Occultation of a 12.0 star by 10.5 magnitude Athamantis Feb 3, 2009 - Cabrillo Observatory

This occultation would test my ability to detect small mag drops. The predicted drop was 0.24 magnitudes. Since the combined image was fairly bright, I figured the point to point scatter would be less than a factor of two and averaged over a few points, would be fairly straightforward to see as long as the event was at least 1 second. The predicted central duration was 10 seconds, but I was on the edge of the southern 1-sigma zone. I used MovieMaker, then VirtualDub to get an uncompressed .avi file, and ran LiMovie and then Occular.

 

This is a capture of the image. Athamantis is at upper left and a brighter star is in the red/yellow circles at right.

Below, in LiMovie I used 7-10-25 radii and had it track with Sych-APT and Link Tracking. I had Occular search for events lasting at least 3 and less than 12 seconds. The center of the predicted event time is 10:35:17 UT which corresponds to frame 958. 10 seconds is 300 frames. The odds of a 10 second central event giving only a 1 second graze is very low and the data is too noisy to detect such an event.

Occular plot of the light curve (blue) and figure of merit (black). There is a peak in FOM about 1 second after the predicted time, but there are competing peaks which are not plausible, and the plot looks consistent with no occultation.

Noise plot shows Gaussian form, which is good.
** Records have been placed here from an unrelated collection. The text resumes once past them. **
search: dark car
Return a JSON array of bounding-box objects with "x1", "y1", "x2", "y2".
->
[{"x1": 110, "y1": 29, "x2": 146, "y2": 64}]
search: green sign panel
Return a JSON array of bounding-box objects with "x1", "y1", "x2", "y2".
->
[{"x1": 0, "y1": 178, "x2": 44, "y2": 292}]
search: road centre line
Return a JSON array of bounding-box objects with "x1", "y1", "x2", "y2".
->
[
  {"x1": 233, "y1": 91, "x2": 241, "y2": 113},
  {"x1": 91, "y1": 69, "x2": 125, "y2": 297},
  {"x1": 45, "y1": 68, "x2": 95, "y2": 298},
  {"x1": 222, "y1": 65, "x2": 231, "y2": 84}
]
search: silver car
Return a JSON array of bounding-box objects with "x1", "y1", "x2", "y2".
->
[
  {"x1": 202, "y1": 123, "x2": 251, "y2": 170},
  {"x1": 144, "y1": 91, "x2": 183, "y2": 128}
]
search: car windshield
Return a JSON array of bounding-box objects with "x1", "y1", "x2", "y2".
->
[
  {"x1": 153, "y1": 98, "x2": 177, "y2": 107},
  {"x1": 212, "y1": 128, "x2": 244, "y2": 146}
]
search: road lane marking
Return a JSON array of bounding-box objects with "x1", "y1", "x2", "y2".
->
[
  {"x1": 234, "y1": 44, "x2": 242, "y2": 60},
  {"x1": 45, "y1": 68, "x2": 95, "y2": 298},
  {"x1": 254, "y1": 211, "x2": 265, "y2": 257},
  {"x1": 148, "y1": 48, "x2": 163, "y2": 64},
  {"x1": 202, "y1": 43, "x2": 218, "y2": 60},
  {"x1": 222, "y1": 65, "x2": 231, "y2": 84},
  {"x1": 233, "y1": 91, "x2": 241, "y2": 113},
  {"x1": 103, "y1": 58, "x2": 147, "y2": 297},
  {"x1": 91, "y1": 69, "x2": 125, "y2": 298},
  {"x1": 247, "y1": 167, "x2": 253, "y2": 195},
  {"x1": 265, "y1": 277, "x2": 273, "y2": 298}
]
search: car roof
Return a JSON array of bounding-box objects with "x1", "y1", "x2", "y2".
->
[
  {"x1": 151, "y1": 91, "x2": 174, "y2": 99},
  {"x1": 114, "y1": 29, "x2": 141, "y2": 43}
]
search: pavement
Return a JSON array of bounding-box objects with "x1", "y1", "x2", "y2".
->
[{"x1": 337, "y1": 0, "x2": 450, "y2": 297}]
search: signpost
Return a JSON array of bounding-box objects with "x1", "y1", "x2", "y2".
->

Just in case the photometry aperature was too small and starlight was often spilling outside the circle, I re-did LiMovie with a larger 13/15/25 set of radii. If I can figure out how to bin the data and replot, it would be easier to tell if there was a dip.

The one minute record extracted from the mini-DV tape, plotted by LiMovie.

Zoomed in to the 23 seconds centered on the predicted event time (frame 958).

Derek's full scale recording

Derek's record, zoomed in. My interpretation? I think he's got a distinctly more convincing event than my record. It would require almost no shift in the path to produce a short event for Derek and a miss for me. Too bad it was so brief and the drop so shallow - very tough to achieve statistical confidence.